Why were Cherokee soldiers fighting for a Confederacy built on slavery at all? The reasons were tangled. The Five Tribes (the Cherokee, Choctaw, Chickasaw, Creek, and Seminole, the five Native nations the U.S. had removed to Indian Territory) had economic and cultural ties to the South, and slavery existed in Indian Territory itself, where enslaved African Americans made up roughly one in seven of the population. The Confederacy had also offered the tribes treaty protections that the U.S. government had repeatedly promised and failed to deliver. The result was a Cherokee Nation split against itself, with men on both sides, and at least one Cherokee regiment whose Unionist soldiers would begin deserting to the Federal side during the battle itself. After their early success that morning, many of these Native troops, knowing the promise that they would not have to fight outside Indian Territory had already been broken, refused to make further frontal assaults and pulled back.

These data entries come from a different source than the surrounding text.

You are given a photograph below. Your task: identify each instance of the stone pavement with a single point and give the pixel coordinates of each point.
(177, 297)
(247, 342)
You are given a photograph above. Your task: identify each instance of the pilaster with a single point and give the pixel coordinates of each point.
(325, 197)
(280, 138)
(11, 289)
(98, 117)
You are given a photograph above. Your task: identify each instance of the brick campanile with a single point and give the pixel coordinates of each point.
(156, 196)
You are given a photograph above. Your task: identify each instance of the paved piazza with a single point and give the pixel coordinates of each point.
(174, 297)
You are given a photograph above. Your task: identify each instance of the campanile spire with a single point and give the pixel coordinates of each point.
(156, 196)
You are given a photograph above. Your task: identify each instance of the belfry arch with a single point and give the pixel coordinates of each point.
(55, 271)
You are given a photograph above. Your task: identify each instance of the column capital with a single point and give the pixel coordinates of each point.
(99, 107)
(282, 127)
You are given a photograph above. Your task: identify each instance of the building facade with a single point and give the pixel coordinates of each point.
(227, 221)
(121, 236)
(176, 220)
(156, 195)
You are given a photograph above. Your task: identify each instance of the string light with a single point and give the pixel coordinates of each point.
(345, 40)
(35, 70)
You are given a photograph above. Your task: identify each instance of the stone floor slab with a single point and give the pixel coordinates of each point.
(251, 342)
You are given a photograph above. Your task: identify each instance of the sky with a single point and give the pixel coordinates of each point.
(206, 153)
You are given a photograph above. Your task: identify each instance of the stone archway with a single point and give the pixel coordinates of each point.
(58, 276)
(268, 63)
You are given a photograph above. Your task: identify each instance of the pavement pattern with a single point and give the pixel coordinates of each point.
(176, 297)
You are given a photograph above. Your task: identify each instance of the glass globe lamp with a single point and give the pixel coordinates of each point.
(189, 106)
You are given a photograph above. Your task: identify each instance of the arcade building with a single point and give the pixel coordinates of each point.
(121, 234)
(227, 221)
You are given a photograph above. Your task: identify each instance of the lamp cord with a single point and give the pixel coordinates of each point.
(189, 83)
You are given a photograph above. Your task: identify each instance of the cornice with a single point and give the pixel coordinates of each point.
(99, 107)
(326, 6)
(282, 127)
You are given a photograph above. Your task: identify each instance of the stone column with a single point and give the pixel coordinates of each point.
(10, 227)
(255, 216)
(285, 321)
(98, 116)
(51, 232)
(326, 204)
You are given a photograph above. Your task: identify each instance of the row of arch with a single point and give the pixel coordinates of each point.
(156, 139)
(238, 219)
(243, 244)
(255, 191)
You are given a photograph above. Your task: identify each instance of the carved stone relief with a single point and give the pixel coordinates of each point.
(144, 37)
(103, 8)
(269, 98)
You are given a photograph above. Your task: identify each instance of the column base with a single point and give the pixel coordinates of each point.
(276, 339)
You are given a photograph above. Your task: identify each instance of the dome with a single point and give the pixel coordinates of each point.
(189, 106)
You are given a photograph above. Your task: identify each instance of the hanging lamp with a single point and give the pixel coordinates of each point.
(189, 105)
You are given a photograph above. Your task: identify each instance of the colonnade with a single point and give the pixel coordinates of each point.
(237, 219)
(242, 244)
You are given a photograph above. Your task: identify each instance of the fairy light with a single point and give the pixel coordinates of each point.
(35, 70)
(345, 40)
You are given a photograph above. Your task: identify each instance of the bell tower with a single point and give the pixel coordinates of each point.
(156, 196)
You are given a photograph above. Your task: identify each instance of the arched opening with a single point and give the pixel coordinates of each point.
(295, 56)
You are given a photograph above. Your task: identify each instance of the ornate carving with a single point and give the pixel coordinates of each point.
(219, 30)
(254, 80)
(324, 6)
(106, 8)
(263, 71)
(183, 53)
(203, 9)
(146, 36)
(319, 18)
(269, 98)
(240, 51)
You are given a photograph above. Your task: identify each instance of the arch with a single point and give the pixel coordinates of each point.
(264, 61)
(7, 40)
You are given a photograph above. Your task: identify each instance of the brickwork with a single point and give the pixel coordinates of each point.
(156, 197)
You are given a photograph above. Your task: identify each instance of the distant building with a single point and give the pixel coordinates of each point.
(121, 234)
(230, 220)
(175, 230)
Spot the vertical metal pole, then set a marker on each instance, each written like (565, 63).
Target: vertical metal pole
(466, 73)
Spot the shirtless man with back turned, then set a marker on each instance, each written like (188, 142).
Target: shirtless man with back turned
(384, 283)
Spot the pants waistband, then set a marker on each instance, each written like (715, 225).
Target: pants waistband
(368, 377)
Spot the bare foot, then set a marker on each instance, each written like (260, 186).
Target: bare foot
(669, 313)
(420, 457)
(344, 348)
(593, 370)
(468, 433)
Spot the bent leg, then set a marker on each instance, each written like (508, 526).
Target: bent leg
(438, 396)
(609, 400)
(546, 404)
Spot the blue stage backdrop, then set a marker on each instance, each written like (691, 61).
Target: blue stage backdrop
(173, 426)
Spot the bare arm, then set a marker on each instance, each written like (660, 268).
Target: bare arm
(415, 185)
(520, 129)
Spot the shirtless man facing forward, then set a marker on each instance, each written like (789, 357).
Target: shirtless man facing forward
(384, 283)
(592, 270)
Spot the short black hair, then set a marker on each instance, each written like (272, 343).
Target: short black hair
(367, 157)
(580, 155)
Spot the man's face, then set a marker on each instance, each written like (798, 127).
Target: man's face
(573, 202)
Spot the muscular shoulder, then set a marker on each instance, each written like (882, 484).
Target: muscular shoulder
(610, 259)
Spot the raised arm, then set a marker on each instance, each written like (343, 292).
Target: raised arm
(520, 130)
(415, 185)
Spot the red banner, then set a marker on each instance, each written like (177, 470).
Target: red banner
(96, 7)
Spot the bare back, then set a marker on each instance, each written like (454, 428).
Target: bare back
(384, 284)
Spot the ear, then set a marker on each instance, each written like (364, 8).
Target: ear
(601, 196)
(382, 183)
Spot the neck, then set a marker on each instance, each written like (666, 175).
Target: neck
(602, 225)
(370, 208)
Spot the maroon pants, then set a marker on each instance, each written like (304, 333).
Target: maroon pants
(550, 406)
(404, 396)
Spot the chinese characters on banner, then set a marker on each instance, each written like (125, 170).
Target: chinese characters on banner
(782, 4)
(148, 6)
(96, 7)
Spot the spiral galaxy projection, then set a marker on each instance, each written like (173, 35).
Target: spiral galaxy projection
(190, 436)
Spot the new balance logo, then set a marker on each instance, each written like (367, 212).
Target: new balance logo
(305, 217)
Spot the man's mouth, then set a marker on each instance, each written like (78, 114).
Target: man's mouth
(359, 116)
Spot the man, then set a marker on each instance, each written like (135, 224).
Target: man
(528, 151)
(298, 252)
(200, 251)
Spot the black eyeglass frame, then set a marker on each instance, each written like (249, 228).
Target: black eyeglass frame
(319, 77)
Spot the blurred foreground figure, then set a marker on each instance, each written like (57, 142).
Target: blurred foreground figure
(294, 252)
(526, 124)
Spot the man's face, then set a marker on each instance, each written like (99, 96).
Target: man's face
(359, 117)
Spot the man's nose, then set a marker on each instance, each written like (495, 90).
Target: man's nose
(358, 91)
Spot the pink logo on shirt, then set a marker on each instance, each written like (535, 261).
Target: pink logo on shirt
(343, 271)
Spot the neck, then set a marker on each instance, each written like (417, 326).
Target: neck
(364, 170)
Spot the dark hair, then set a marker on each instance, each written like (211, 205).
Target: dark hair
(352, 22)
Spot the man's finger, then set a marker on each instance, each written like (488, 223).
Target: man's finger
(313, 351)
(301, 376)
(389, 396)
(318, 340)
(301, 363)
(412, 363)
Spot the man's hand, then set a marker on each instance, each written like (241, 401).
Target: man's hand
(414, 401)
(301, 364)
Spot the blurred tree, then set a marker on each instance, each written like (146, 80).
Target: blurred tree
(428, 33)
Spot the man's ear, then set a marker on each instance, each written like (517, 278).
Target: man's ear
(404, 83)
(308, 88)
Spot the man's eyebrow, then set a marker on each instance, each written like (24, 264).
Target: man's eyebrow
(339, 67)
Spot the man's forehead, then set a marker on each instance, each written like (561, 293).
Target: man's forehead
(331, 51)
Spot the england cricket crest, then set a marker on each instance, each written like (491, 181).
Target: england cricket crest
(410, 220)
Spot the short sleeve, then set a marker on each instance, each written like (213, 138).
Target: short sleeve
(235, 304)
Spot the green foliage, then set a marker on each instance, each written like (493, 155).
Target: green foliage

An ugly episode, and what we don't know
Early in the Leetown fighting, Pike's Cherokees and the Texas cavalry surprised a small Union column, a couple of companies (a company being roughly 80 to 100 men) of Iowa cavalry that had pushed north of the main line up a farm lane. They wounded the Iowans' commander, scattered his men, and helped capture the Union guns mentioned earlier. After that fight, in the woods near the farm, about eight of the Iowa dead were found scalped, and several others mutilated.
No eyewitness left any account of who actually did it. Both Cherokee soldiers and Texas cavalrymen were present, and from the surviving evidence there is no way to say which men committed it. What can be said is the scale: of roughly 800 to 900 Native soldiers on the field, probably fewer than a dozen took part in any mutilation. Pike was horrified when he learned of it after the battle and issued orders against any repeat. The Northern press made the most of it and pilloried Pike and his troops, but the act itself was the work of a handful of unidentified men, and it does not describe how the Cherokee soldiers as a whole fought that day.
Both armies marched into those woods believing they were the ones doing the surprising. By afternoon, neither side could say for certain who had done what among the trees.